PBA spokesman Jim Ryan said the seminar and the association's annual March event have been held in Atlantic City for the past 25 years, and draw more than 2,500 PBA members to Atlantic City.

"Between those two events, the PBA brings about $1 million each year into the city. We sell out the Trump Plaza and a good portion of the Tropicana. Between the bars and restaurants and hotels we bring in a lot of money," Ryan said.

Now, the union has decided to forgo the February meeting and is seriously considering cancelling its March date.

"We cannot support a community that does not support its police department," PBA president Tony Wieners said Tuesday afternoon.

"We come into the city during the quietest time of the year in February and March, and not that we save the city, but we help," Ryan said.

Ryan said the PBA's collective bargaining seminar has been moved to Pines Manor in Edison, Middlesex County.

Ryan said the decision to leave Atlantic City is a difficult one, but he believes the union ultimately will decide to go elsewhere for its convention unless "things change dramatically" in Atlantic City.

"We've enjoyed Atlantic City and they've been a great host to us and it's a nice break for these officers and what they do every day, but we can't go to a city that doesn't value their police," Ryan said.

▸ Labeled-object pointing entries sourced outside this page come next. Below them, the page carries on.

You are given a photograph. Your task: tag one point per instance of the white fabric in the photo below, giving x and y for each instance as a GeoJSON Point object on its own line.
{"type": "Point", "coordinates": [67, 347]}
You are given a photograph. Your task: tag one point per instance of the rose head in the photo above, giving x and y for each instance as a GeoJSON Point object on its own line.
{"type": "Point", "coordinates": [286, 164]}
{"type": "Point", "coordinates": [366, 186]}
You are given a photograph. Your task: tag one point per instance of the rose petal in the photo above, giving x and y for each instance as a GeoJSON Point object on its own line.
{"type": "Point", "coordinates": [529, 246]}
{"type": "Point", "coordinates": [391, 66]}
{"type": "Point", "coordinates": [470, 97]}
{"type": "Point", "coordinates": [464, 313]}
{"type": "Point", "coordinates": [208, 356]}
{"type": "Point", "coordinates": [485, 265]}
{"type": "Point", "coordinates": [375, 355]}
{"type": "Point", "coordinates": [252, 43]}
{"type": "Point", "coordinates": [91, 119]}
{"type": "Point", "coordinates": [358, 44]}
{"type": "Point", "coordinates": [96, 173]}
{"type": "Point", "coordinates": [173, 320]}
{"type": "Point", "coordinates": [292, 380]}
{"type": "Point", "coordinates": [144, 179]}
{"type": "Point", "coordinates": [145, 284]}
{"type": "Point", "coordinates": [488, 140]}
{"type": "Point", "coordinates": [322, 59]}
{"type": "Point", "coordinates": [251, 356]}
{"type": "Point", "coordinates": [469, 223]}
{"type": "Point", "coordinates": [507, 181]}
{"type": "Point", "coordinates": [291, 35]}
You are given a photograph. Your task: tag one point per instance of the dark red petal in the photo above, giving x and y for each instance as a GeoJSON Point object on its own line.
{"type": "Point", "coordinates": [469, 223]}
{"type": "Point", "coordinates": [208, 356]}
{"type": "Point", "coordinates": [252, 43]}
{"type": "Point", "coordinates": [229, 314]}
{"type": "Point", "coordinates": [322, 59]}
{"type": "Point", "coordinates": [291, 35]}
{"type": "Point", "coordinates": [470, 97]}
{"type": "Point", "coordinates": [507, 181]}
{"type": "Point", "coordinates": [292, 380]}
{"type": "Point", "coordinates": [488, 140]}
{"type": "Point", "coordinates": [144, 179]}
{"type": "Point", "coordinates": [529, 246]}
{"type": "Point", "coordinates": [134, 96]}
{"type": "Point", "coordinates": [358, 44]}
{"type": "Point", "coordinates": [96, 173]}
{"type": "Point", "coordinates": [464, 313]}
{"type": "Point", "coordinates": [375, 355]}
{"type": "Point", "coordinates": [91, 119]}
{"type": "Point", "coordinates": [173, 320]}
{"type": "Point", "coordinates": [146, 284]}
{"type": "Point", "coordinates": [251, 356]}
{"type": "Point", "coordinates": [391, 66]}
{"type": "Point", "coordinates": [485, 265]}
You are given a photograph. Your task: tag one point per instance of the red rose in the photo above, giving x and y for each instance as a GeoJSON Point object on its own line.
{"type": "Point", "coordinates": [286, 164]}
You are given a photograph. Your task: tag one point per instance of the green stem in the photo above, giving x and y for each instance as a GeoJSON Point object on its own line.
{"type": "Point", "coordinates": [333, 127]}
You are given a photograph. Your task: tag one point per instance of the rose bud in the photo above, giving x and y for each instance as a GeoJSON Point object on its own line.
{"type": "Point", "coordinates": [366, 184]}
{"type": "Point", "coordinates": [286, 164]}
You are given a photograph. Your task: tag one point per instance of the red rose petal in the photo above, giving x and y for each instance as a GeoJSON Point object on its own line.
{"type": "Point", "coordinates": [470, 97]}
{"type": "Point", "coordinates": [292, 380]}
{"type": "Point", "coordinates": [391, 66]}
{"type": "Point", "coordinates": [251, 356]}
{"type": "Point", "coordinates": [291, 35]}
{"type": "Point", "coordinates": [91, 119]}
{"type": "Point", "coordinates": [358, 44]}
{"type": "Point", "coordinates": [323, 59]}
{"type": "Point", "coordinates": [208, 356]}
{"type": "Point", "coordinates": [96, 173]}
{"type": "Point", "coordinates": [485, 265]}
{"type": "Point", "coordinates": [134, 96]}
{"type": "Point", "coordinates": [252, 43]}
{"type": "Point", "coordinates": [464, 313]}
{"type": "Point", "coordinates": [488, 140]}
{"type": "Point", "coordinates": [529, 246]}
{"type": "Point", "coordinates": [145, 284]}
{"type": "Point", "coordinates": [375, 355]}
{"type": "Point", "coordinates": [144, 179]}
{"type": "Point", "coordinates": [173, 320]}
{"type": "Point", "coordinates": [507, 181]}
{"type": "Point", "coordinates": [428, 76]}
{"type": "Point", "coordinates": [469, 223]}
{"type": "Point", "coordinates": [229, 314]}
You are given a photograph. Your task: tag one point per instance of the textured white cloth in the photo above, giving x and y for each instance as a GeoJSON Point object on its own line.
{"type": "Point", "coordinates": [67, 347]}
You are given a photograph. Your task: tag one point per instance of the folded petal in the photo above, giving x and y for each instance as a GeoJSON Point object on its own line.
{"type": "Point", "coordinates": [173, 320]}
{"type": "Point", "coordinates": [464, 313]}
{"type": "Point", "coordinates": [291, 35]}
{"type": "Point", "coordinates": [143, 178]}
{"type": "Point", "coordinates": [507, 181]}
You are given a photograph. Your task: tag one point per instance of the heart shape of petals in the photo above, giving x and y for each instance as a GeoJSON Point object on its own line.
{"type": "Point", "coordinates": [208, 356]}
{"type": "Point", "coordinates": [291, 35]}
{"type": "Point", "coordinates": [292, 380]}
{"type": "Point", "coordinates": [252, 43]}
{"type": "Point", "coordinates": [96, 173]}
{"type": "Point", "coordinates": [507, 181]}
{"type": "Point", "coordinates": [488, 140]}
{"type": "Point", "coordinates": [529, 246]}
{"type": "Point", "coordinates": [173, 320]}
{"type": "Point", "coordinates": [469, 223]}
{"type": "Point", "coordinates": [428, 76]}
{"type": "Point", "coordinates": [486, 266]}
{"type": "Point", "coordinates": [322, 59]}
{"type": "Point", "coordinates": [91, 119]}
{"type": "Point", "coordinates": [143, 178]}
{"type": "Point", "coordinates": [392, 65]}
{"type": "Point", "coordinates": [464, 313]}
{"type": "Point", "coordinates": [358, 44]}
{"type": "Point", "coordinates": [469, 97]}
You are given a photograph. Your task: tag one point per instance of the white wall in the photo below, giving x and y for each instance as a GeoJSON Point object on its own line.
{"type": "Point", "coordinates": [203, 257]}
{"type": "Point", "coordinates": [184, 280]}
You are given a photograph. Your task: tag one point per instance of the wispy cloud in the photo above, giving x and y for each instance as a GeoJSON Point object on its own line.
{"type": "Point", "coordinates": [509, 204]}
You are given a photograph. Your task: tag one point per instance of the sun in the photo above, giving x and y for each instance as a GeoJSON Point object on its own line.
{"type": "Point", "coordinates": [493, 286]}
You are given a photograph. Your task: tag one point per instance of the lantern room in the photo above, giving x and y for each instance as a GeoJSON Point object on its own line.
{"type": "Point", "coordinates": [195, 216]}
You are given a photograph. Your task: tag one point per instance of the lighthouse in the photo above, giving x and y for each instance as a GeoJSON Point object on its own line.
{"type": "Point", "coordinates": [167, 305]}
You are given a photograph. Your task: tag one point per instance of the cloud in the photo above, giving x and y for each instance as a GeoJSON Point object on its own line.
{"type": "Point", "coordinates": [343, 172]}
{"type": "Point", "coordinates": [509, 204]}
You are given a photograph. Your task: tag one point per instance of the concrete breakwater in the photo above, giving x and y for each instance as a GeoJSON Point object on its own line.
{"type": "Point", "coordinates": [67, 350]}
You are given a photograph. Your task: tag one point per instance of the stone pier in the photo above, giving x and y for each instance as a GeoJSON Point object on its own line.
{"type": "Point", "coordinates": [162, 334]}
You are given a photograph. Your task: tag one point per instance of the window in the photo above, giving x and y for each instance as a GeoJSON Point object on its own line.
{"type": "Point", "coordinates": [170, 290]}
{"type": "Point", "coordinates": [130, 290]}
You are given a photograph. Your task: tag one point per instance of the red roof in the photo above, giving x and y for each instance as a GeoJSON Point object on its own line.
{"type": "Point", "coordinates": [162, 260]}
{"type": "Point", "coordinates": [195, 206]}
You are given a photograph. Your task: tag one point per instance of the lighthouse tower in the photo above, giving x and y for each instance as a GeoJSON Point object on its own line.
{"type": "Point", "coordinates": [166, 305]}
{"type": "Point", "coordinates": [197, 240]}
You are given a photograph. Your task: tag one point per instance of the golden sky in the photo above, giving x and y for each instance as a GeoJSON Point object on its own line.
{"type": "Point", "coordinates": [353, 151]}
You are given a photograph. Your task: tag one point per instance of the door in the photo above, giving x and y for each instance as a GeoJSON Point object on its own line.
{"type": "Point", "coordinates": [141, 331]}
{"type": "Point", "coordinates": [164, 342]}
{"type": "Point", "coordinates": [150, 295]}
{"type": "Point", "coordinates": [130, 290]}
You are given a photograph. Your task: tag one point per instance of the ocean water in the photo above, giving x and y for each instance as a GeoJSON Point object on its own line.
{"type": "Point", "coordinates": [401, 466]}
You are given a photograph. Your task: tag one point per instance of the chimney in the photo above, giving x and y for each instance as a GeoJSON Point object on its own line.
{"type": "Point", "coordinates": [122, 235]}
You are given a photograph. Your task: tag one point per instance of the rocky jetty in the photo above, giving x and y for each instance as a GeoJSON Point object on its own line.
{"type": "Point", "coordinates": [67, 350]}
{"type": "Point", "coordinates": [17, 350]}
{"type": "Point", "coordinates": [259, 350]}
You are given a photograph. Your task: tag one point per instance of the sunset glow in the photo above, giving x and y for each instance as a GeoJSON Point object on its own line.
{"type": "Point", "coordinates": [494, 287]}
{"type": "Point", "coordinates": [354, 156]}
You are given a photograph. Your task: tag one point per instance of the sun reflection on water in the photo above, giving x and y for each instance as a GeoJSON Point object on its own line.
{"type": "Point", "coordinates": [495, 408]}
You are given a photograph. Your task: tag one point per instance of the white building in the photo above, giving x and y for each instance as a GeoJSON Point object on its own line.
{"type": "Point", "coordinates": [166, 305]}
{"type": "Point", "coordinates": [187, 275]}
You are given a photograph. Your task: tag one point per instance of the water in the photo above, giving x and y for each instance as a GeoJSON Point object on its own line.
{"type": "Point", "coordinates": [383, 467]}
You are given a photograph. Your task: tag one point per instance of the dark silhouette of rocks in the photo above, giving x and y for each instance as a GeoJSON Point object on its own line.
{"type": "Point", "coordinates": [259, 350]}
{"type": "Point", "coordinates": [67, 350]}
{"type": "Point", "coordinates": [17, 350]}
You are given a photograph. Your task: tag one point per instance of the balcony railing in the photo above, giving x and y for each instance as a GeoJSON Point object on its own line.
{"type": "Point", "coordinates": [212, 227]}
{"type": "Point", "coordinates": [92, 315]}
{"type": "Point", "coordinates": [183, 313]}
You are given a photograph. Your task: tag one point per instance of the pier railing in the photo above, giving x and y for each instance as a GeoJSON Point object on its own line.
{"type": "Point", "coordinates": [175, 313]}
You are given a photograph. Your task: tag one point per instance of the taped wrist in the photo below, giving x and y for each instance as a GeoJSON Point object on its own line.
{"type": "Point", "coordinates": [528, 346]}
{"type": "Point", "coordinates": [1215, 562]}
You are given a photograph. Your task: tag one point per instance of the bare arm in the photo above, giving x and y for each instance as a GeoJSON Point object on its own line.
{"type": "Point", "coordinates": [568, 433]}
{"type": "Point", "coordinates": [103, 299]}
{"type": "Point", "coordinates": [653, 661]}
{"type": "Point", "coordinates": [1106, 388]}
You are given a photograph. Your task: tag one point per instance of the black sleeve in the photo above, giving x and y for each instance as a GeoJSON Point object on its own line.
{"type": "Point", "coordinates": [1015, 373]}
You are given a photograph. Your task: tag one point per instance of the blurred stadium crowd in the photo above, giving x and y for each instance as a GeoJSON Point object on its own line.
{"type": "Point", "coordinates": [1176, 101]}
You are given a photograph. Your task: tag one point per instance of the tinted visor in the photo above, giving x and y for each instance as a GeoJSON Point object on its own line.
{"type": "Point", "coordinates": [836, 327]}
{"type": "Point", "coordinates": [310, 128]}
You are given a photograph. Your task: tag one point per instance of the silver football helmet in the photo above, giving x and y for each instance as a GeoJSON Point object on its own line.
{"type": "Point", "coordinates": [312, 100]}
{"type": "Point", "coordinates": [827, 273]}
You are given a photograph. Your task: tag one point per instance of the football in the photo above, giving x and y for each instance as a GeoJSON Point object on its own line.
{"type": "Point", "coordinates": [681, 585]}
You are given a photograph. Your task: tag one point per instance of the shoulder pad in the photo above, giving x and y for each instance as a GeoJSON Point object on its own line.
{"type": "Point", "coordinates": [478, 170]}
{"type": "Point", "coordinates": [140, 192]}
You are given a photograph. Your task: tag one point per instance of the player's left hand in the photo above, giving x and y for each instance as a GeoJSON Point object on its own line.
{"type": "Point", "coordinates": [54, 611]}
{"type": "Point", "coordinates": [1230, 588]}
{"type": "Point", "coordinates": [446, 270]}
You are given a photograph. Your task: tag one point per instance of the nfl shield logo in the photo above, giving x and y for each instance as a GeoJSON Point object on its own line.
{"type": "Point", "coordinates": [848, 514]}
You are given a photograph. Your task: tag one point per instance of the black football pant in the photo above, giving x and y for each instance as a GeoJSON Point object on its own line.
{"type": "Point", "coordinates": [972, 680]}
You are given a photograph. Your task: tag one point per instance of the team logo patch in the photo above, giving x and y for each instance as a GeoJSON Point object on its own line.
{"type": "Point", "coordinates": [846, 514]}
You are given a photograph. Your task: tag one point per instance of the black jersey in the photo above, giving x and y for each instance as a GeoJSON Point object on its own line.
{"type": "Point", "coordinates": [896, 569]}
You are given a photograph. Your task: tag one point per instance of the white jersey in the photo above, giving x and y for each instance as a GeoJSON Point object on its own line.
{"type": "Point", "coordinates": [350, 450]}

Jeff Vasser, executive director for the Atlantic City Convention and Visitors Authority called it "a shame" the PBA has decided to take its seminar out of the city and could also pull its convention out as well.

"I'm disappointed. We were hoping they wouldn't do that. They have a nice event when they're here. All I can say is it is disappointing because one has nothing to do with the other. We support them and so does the city," Vasser said.

Ryan said the PBA has struggled for several months with city officials to make inroads regarding police layoffs. He said Mayor Lorenzo Langford has refused to meet with PBA officials.

"He said he didn't have to meet with us and I guess he doesn't. But he can go to China to visit and he couldn't meet with us and we're right around the corner. With events like these that bring in about $1 million to the city, we thought he'd want to meet with us," Ryan said.

Langford traveled to China earlier this month he met with two Chinese billionaires and spoke with them about possibly investing in some of the city's vacant properties.

Reached at his home Tuesday afternoon, Langford said he had no comment about the PBA's decision.

Public Safety Director Christine M. Petersen also said she had no comment.

"That's a decision that the PBA has to make. They get to choose. Atlantic City is not the only city that's laying off officers. Even percentage-wise we're low with how many officers we're laying off," Deputy Chief Ernest Jubilee said.